I hear you. I don't think it's wise, though, to lump all our enemies under the tiny label of "them." They all have different aims. We are their "them" for different reasons.

These moral and ethical dwarves, drunk on their own oddeologies, think they're 10 feet tall and bulletproof and are determined to fight the biggest man in the bar -- and that's Uncle Sam.

August 07, 2006 10:44 AM  
Blogger Eric said...

Point taken. But how do you differentiate between "them"? How does one war against an enemy who blends so wickedly into the general population? Who wears no uniform?

Also...

How wickedly clever of you!

"Oddeologies"

August 07, 2006 11:30 AM  
Blogger Erudite Redneck said...

Oh, I wasn't talking about enemies masqerading as civilians. I meant:

Al Qaida is one of our enemies.

Hezbollah is an enemy.

The extremist leadership in Iran is out enemy.

Syria, North Korea, same thing.

Certain elements in Saudi Arabia.

Certain elements on our own soil -- white-supremacist, Aryan-nation types.

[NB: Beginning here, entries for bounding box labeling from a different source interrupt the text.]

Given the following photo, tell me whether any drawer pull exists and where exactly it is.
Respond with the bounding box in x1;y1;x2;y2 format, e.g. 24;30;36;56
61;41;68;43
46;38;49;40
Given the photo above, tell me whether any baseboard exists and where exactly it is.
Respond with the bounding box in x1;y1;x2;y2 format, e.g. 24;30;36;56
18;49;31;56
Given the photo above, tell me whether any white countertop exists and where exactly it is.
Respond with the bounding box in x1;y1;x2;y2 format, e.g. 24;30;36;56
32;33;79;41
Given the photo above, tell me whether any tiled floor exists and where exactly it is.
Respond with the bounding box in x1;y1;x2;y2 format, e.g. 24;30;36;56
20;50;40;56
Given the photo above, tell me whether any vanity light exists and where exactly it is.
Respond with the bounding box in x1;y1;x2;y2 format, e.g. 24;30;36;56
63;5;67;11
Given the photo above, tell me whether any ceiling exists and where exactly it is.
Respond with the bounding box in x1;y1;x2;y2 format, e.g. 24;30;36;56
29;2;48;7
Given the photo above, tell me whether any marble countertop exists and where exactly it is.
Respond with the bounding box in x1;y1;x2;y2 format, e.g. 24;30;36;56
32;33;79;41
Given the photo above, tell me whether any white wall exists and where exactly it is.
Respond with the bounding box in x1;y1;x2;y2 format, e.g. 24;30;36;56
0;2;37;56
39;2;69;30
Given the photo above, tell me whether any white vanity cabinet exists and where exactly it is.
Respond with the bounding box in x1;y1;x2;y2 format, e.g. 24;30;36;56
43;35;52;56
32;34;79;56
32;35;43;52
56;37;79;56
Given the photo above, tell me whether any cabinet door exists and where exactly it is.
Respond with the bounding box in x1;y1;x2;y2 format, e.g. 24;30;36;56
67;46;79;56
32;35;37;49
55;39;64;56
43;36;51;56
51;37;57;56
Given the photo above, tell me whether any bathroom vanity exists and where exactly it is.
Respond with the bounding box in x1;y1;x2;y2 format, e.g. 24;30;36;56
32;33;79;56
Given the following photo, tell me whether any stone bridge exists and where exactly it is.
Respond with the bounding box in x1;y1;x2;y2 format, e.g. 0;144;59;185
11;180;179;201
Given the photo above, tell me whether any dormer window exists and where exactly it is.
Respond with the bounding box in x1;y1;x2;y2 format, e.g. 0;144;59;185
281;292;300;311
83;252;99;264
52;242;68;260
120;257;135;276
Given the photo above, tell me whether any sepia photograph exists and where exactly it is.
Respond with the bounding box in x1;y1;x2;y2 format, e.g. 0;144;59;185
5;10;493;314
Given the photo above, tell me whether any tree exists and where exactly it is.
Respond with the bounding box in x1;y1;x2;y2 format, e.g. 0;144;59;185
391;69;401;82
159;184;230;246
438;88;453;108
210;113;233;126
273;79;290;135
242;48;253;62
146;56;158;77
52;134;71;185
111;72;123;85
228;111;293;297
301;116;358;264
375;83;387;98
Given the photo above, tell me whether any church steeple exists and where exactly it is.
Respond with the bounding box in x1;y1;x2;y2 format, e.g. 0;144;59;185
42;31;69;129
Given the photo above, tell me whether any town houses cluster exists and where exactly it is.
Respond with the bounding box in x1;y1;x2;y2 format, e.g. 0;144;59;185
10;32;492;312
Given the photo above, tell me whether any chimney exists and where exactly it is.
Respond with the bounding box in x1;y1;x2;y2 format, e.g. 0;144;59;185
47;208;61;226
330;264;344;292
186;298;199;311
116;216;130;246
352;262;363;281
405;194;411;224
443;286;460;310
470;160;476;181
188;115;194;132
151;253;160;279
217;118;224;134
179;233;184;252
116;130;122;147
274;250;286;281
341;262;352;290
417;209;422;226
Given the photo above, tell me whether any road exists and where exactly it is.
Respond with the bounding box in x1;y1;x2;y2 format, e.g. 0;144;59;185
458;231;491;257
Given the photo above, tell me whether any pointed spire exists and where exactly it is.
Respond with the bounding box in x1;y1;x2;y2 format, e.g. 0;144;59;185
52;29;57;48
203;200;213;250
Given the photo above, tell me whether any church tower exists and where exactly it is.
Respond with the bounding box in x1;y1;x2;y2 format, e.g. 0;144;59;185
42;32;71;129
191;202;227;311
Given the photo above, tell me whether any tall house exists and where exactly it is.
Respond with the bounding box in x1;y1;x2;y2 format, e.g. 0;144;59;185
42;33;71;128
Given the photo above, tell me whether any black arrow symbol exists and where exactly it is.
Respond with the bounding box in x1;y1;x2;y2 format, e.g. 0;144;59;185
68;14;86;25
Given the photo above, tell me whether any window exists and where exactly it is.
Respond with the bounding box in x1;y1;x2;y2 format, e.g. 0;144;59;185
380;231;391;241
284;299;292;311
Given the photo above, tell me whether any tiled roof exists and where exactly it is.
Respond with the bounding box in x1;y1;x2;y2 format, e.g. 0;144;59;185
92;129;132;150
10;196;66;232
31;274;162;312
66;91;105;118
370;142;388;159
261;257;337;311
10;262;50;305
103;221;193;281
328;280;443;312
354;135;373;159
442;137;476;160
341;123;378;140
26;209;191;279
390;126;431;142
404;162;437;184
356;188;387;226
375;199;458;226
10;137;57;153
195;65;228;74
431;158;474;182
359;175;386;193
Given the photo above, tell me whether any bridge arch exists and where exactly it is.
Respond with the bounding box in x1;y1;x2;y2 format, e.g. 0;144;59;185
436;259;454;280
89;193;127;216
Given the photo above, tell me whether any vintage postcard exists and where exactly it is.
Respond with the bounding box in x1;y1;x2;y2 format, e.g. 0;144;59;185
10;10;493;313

Anti-American leftists in some parts of South America (maybe; I think they're anti-Bush and anti-rightist, not really anti-American).

That's a lot of enemies. To interact with all as if they were all the same, and had the same goals, is dangerous.

Re: "oddeologies." It just came to me as I typed. Gracias. :-)

August 07, 2006 1:12 PM  
Blogger tugboatcapn said...

What good has ever come from the Bombings of Hiroshima and Nagasaki?

Has it been lost on everyone besides me that for Sixty-One Years since those bombings, Japan has been perhaps our most loyal Ally and trading partner?

They have never opposed the U.S. on anything since, and have stood with us and pledged their support and participation in our every endeavor, with enthusiasm.

Just a thought...

August 07, 2006 8:27 PM  
Blogger Eric said...

No, Tug, that thought has not escaped me. I meant that the world is decidedly less safe because of nuclear weapons... I should have made that point clearer.